The briefing we received on DIBs was much the same as on the Orion for Zodiacs last year. (The Sea Lion cannot carry Zodiacs because US regulations require US made inflatables. The crew were clearly of the opinion that the French made Zodiacs were a better brand, they don't leak!) There would be wet landings and very wet landings, but not today, where we could offload onto a pier. There were 2km and 4km "strenuous" bush walks as options, and DIB cruises as an alternative.
Marcos from the research station was our guide for the 4km walk. Throughout the walk (steep up and down hills on half buried besser blocks as stepping stones) we could hear howling monkeys howling - sometimes they were very close/loud, but still very hard to see and much harder to photograph. Spider monkeys swung through the trees with great ease, but they don't pose for pictures!

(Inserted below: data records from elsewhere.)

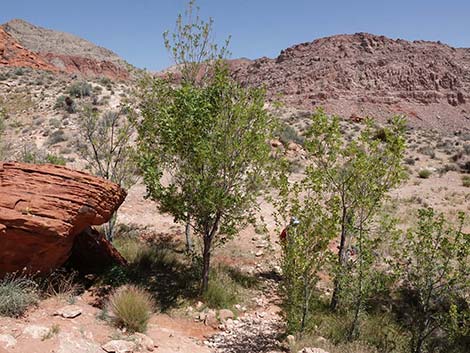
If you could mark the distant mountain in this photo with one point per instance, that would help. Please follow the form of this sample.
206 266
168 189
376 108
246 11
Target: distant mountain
66 52
369 75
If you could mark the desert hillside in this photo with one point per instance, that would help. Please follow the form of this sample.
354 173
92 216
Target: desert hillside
63 51
124 275
370 75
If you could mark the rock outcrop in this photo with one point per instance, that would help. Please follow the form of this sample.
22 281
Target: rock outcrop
13 54
369 75
44 209
58 51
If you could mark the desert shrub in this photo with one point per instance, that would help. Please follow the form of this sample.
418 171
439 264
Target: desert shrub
66 103
80 89
60 283
19 71
222 291
55 159
466 181
424 173
427 151
466 149
16 295
287 133
131 307
56 137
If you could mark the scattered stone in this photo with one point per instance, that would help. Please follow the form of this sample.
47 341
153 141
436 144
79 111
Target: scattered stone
143 341
119 346
7 341
225 314
70 344
211 319
35 331
69 311
312 350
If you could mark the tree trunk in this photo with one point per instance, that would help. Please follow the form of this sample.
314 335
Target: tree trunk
206 256
341 260
109 227
189 244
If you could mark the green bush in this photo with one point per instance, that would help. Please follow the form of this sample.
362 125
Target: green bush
424 173
66 103
222 292
80 89
131 308
16 295
466 181
55 159
56 137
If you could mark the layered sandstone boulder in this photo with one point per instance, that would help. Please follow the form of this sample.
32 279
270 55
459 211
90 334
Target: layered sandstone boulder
45 209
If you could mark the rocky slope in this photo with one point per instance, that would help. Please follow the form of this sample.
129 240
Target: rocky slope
64 51
13 54
365 74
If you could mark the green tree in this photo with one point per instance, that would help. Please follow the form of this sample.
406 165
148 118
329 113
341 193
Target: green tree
358 174
432 261
105 143
194 53
204 152
345 184
192 47
305 250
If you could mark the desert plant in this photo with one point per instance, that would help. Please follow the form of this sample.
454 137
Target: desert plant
424 173
56 137
17 294
191 45
288 134
105 143
131 307
222 291
80 89
212 141
66 103
342 192
432 262
466 181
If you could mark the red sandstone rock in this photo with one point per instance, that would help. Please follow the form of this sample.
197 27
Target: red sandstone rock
43 208
86 66
369 75
13 54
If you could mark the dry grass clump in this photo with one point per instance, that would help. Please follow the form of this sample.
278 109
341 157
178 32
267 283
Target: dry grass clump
424 173
131 307
17 294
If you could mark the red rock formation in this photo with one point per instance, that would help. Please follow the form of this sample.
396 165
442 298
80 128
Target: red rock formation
43 208
369 75
13 54
86 66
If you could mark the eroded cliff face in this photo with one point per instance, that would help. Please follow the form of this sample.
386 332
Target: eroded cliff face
14 54
365 74
27 45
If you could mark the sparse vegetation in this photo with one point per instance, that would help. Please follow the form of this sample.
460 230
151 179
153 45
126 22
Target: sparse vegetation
466 181
17 294
424 173
80 89
131 308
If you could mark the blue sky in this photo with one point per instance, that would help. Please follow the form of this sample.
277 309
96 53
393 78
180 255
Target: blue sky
133 28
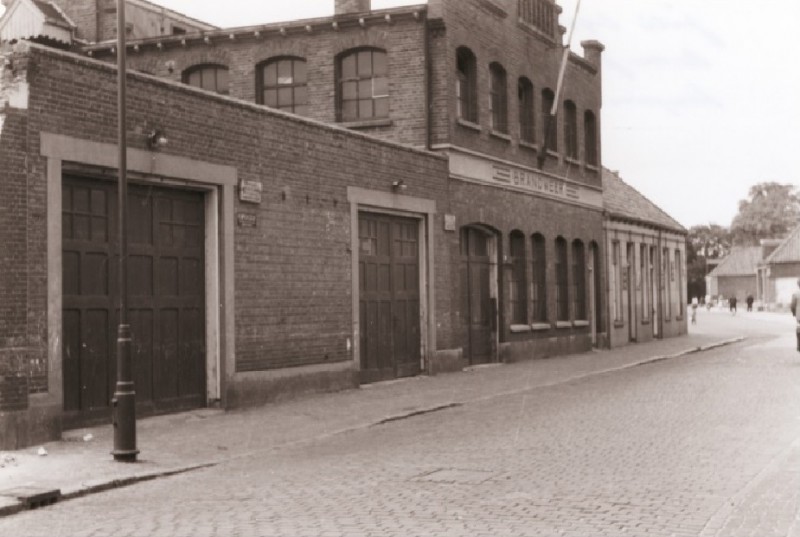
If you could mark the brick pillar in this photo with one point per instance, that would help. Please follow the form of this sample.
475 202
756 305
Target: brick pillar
344 7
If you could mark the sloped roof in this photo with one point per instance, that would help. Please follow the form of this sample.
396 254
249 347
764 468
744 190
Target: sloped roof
35 19
788 251
621 200
742 261
52 13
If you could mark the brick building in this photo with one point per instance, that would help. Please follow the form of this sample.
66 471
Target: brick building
403 210
778 271
646 259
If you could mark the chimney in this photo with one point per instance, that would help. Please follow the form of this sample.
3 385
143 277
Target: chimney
347 7
592 52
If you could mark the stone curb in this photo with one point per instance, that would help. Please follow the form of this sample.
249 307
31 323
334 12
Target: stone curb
100 485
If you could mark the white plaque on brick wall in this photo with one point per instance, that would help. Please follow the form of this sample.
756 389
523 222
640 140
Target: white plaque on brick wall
250 191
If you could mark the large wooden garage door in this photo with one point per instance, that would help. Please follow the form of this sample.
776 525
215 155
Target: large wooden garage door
389 297
480 309
166 298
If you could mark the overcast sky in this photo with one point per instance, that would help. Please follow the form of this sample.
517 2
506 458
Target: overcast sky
700 97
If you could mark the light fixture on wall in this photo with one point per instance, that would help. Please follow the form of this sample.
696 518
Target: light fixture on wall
399 186
156 139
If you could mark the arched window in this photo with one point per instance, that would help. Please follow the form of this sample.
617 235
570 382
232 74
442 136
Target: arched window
282 83
549 127
209 77
517 289
498 98
527 124
579 280
466 85
539 279
562 280
570 130
590 138
363 85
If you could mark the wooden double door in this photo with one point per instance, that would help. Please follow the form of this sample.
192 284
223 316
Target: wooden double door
166 283
478 306
389 297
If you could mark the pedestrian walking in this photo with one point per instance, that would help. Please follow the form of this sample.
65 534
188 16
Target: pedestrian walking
795 307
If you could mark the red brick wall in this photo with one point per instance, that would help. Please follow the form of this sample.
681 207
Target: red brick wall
14 252
522 52
403 40
292 271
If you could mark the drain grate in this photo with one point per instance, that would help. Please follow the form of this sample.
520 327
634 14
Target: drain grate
456 476
33 497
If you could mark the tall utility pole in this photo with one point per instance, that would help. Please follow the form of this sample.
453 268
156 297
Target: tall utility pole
550 117
124 402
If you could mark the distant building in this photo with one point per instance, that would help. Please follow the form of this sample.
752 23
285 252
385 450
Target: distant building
735 276
646 265
341 200
779 271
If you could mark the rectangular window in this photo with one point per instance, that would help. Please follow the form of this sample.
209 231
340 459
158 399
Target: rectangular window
665 263
527 126
679 270
616 281
517 289
644 275
539 291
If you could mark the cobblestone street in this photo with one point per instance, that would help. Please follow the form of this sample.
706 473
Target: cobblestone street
702 445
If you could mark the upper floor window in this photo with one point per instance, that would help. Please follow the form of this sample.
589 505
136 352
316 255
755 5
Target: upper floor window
466 85
363 85
517 289
570 130
527 125
540 14
590 137
209 77
282 83
498 98
549 127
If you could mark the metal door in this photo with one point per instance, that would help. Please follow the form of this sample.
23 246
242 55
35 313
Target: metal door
167 298
389 295
480 309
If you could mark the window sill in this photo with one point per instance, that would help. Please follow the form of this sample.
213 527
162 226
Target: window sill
367 123
469 125
499 134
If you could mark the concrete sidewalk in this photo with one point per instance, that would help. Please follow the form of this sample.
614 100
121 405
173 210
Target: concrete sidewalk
80 463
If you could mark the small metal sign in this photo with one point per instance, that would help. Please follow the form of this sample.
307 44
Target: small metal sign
246 220
250 191
449 222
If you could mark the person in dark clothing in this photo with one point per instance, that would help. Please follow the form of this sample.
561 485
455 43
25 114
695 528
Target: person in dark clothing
795 307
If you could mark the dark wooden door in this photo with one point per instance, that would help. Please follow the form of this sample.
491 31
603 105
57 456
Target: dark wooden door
166 305
480 309
389 297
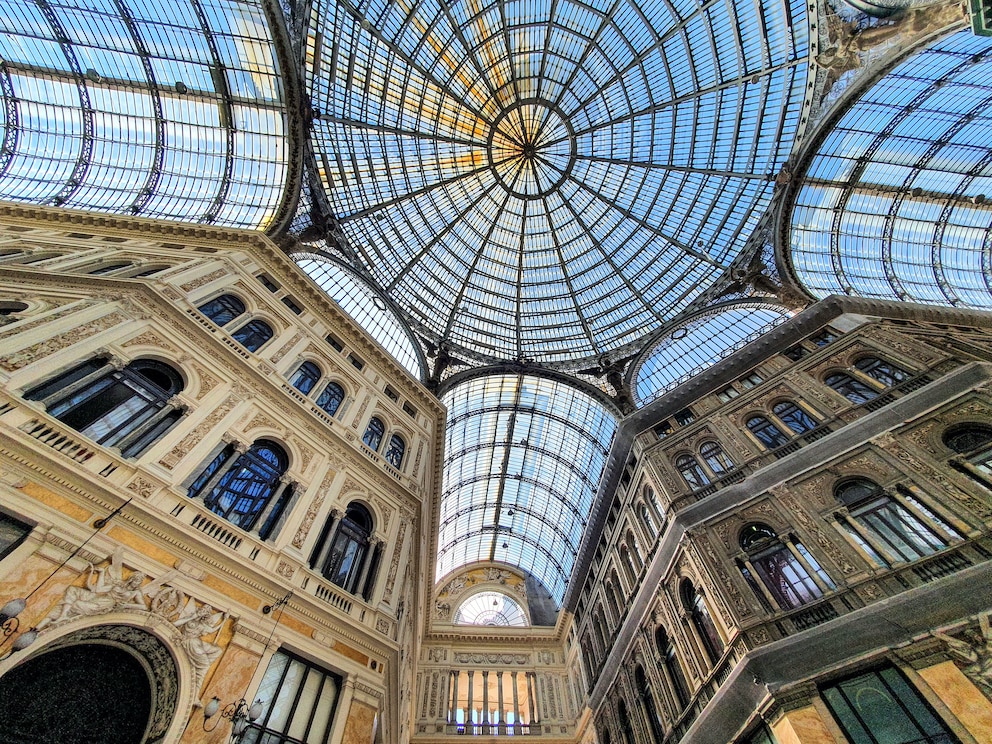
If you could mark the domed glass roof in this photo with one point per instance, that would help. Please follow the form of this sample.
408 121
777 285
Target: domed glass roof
551 179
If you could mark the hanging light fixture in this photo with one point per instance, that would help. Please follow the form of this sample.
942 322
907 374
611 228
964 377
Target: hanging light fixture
240 713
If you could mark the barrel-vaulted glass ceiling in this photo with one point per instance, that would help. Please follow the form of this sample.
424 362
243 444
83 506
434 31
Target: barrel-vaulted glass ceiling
523 459
365 306
551 179
691 347
897 201
159 109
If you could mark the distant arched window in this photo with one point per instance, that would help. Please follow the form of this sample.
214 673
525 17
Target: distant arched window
373 434
766 432
691 471
967 438
673 669
647 704
779 568
702 621
885 372
344 554
330 399
395 450
891 523
853 389
715 458
126 408
794 417
222 310
305 377
243 487
253 335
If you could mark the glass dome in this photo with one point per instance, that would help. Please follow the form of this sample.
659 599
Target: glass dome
552 179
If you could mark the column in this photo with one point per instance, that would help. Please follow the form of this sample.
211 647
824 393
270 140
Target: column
501 728
485 701
471 701
453 716
516 705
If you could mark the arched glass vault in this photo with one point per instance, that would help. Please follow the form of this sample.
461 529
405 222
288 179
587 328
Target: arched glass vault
523 459
551 180
172 110
896 202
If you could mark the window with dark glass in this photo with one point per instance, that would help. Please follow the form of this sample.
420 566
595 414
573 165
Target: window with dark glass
881 707
127 408
883 371
12 533
222 310
253 335
853 389
715 458
691 471
899 528
766 432
794 417
779 568
305 377
702 621
330 398
673 669
373 434
298 698
343 553
395 451
240 487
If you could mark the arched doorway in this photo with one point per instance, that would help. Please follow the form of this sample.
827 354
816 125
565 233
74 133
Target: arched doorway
100 685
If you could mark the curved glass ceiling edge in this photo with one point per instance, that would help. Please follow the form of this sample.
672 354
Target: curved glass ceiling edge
922 239
364 303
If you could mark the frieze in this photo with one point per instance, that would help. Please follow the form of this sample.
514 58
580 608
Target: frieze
464 657
177 453
24 357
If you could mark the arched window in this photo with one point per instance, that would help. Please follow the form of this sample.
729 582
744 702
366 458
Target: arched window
854 390
691 471
647 520
794 417
373 434
222 310
647 704
343 554
778 567
395 450
305 377
702 621
253 335
127 408
715 458
892 526
766 432
883 371
330 399
673 669
242 487
967 438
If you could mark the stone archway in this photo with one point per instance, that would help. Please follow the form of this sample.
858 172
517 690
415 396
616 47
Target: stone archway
113 684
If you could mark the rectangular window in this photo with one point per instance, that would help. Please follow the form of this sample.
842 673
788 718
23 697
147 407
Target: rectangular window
288 302
727 394
881 707
298 703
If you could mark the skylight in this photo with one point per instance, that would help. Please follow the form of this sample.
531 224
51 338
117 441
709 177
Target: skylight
551 180
365 306
700 343
170 110
897 202
524 456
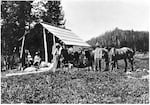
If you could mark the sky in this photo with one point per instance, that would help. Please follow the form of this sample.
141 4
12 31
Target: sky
91 18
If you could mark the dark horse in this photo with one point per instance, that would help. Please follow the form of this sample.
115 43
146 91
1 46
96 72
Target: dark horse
124 53
86 58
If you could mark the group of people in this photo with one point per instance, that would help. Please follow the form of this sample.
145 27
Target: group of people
65 55
29 61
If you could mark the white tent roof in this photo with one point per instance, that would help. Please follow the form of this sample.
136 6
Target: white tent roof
67 36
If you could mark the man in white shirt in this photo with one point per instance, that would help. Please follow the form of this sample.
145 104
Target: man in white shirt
97 57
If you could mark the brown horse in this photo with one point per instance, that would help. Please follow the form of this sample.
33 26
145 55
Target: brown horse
124 53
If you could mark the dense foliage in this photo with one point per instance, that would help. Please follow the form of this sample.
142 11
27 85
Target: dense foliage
74 87
138 40
16 16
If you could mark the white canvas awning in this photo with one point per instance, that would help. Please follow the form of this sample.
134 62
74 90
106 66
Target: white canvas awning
67 36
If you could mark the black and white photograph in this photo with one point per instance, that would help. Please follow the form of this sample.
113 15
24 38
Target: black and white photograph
75 51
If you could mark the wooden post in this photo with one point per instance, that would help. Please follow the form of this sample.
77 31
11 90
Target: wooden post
21 53
45 45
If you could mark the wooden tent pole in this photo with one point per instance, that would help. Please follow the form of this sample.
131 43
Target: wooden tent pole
45 45
21 53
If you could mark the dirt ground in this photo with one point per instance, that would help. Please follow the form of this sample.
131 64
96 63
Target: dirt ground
82 85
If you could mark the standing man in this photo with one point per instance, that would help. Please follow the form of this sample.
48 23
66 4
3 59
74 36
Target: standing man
97 57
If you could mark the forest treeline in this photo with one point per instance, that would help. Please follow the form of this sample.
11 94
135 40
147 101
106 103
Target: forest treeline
137 40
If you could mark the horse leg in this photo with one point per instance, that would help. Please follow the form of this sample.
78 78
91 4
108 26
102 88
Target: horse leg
125 65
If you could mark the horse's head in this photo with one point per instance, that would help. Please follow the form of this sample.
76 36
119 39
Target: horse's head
112 51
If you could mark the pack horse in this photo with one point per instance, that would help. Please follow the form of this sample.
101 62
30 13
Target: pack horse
124 53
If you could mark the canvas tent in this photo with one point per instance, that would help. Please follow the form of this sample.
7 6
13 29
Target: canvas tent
67 36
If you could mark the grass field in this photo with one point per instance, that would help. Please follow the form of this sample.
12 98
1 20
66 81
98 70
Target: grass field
79 86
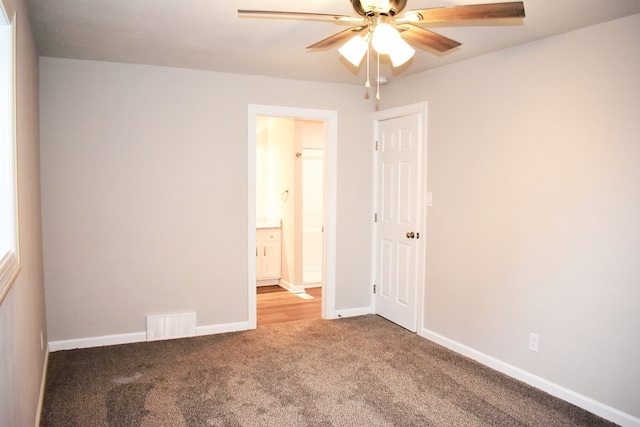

It was a pleasure to have the exercise, although it was hot and muggy. We were instructed to wear long trousers tucked into our socks with proper walking boots, to counter ticks. From a photographic point of view the walk was a little bit frustrating, too much time getting to the monkeys, too little time spent where they were. However tips from the expedition photographer (Costa Rican Jose Calvo Samayoa), about jungle photography in poor light, were helpful and greatly appreciated.
So many leaf-cutter ants scurry though the forest that they mark their own trail. Each ant can carry 5000 times its own weight.
Howler monkeys are very loud, but really hard to get good pictures of. A mum and baby here, if you look hard.
Henry piloted a DIB around the edge of the island for a different perspective, spectacular as it turned out. We saw a large, blue-grey crocodile, and spider monkeys hanging from tree limbs, quite interested in us.
By contrast, the spider monkeys are positive exhibitionists - fast movers though. [Photo credit: Gerald Levy]
American crocodile (we didn't know there were any!) looking for sun on the beach at Barro Colorado. [Photo credit: Gerald Levy]
Leaving Barro Colorado Island, after a canal pilot had come on board, we set sail towards the Caribbean Sea and the Pacific Ocean. Because the Panama isthmus twists like an S-bend, you actually travel in a south-easterly direction through the canal to get to the Pacific, west of the Atlantic. It's confusing and counter-intuitive.
It was dark by the time we traversed the 13km Culebra Cut, the canal's most difficult engineering challenge apart from the locks themselves, and part of Lake Gatun. The cut runs through the Continental Divide and passes under the subtly-lit Centennial Bridge, quite spectacular at night. We had driven over this bridge with Clemente, days previously.
The Centenary bridge behind us, we passed the single step Pedro Miguel lock, and then the double step Miraflores locks which lowered us 26m to the ocean level. It was 11pm, and the previously crowded visitors centre was closed. It was after midnight by the time we passed the Bridge of the Americas and our previous Country Inn hotel, both in relative darkness.
And then, at the Miraflores Locks, the locks crew tug on the securing ropes from a mule before we manoeuvre into position.
We felt we had ticked off a serious bucket list item. The Panama Canal is something we all know about from school, but until this experience, we had no real appreciation of its workings or its scale and complexity. What a privilege to be able to observe it so comprehensively over the last week!
We went to bed while the Sea Lion ploughed into the Gulf of Panama.